Nicolas Boukhrief a un savoir-faire indéniable, et le don pour créer des atmosphères pesantes. Il est ici en terrain conquis. Presque trop, même, dans la première partie, dérangeante mais attendue. Evidemment, c’est plombant, et c’est bouleversant, parce que la victime et le tueur sont deux gamins particulièrement mignons et attachants, qui ne méritent pas leur sort. Mais le drame annoncé l’est tellement (annoncé) que rien ne vient vraiment nous surprendre.
La surprise de cette tempête qui vient tout effacer n’en est que plus grande. Dérangeante, même, pour le coup, tant elle est mise en scène comme l’intervention de quelque chose de plus grand, un véritable miracle. On se dit d’abord que c’est du grand n’importe quoi, et puis cet épisode a le mérite d’éveiller un intérêt tout neuf, et d’ouvrir vers une seconde partie nettement moins attendue, plus complexe, plus riche, et plus passionnante.

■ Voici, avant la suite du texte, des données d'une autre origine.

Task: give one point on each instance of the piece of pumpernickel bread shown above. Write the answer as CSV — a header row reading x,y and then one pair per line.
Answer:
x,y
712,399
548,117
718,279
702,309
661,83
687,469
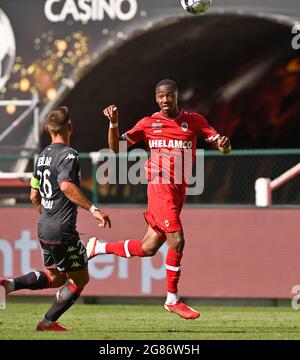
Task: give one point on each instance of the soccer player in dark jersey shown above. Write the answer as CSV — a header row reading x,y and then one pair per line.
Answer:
x,y
56,194
165,131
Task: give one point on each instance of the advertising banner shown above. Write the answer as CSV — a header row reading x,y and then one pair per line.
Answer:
x,y
229,253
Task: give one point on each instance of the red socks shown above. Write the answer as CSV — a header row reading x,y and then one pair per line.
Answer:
x,y
126,248
173,270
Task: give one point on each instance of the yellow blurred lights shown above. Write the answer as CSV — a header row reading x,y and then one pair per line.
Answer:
x,y
51,94
24,85
10,109
61,45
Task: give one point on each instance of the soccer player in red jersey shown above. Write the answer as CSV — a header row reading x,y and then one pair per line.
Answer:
x,y
171,129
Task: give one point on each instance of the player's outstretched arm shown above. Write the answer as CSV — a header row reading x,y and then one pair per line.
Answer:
x,y
112,113
223,144
74,194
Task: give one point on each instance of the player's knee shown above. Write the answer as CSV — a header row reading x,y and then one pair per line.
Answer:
x,y
56,279
148,250
177,245
82,280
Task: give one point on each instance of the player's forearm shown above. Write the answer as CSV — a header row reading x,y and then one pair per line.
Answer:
x,y
75,195
35,198
225,151
113,139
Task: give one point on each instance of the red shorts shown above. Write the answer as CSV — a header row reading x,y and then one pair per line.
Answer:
x,y
165,202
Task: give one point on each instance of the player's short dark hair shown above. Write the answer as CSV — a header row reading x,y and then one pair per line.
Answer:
x,y
57,119
168,82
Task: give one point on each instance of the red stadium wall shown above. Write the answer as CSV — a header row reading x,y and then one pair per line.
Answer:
x,y
230,253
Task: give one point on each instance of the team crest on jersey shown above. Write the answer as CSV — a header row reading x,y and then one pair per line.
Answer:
x,y
184,126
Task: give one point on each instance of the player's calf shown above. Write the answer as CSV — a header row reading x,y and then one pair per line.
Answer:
x,y
35,280
127,249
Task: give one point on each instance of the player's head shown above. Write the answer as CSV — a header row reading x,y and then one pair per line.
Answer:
x,y
166,92
58,122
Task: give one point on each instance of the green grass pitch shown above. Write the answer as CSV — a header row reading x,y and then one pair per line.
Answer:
x,y
147,322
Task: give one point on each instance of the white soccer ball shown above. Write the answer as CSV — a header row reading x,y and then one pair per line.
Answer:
x,y
196,7
7,48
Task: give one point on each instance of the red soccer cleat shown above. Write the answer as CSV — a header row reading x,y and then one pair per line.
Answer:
x,y
51,327
91,248
3,283
182,310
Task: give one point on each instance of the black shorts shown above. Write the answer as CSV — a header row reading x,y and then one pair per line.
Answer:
x,y
65,257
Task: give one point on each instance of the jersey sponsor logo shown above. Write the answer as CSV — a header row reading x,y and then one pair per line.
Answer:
x,y
75,265
173,144
44,161
70,157
184,126
47,204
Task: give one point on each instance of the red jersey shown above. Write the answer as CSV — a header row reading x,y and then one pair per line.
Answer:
x,y
171,142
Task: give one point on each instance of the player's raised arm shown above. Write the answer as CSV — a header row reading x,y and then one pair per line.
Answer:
x,y
112,113
222,143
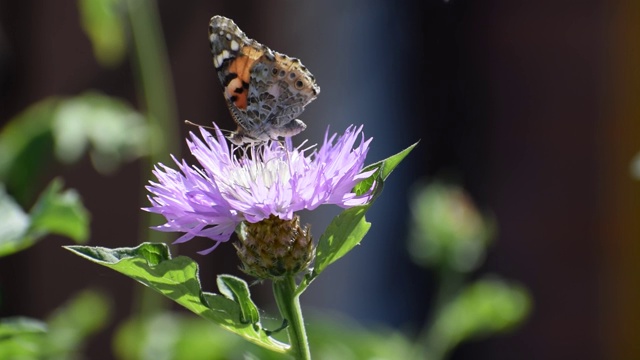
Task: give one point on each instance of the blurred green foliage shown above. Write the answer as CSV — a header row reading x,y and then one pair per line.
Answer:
x,y
450,235
55,212
447,229
61,336
103,22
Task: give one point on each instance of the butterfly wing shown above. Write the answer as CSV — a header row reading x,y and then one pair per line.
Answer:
x,y
264,90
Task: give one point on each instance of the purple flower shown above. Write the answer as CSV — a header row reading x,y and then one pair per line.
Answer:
x,y
266,179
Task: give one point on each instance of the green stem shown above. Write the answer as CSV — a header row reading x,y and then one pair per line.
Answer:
x,y
154,85
289,306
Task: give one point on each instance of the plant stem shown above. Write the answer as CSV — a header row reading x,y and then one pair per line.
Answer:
x,y
289,305
155,91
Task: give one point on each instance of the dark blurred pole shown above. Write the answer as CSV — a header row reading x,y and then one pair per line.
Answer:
x,y
619,225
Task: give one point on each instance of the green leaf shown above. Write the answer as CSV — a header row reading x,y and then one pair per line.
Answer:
x,y
14,224
26,148
237,290
16,326
56,212
343,234
177,278
104,25
349,228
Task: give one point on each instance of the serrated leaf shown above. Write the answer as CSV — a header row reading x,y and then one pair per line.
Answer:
x,y
56,212
177,278
343,234
60,212
349,228
237,290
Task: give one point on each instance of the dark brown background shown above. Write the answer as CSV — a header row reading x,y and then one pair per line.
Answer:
x,y
533,105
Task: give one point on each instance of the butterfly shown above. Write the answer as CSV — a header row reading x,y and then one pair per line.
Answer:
x,y
265,90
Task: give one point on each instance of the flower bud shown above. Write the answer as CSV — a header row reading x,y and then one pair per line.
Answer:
x,y
274,248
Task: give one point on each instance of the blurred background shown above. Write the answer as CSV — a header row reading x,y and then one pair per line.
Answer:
x,y
532,107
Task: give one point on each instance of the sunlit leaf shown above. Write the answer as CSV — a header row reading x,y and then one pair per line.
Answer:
x,y
343,234
237,290
177,278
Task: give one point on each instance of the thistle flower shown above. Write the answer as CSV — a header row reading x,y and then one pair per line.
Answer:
x,y
267,182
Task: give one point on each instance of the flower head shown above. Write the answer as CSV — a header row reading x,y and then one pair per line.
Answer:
x,y
268,179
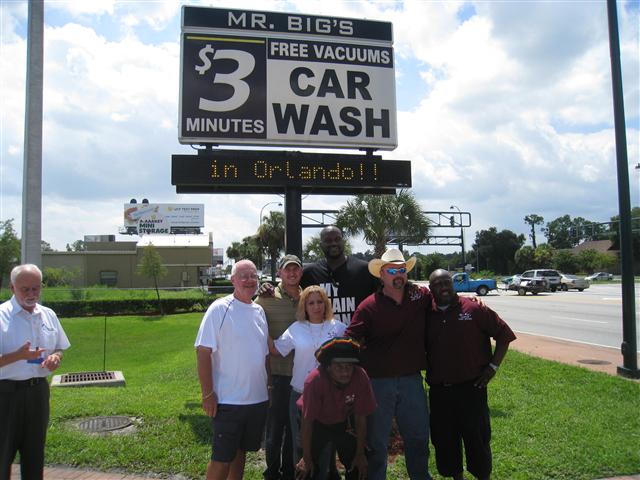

De la pure tragédie, le film passe alors à l’étude plus trouble d’une communauté rongée par ce secret. Avec douleur, mais aussi avec cynisme, comme le confirme l’un des derniers plans, regard perdu sur une assiette. Ce n’est décidément plus de culpabilité qu’il s’agit, mais des rêves envolés, et de la prison dans laquelle enferme le secret.
C’est porté par d’excellents acteurs (Gamblin, Bonnaire, Torreton, et Pablo Pauly dans le rôle principal), et ça vous trotte dans la tête bien longtemps après la projection. Fort, et dérangeant.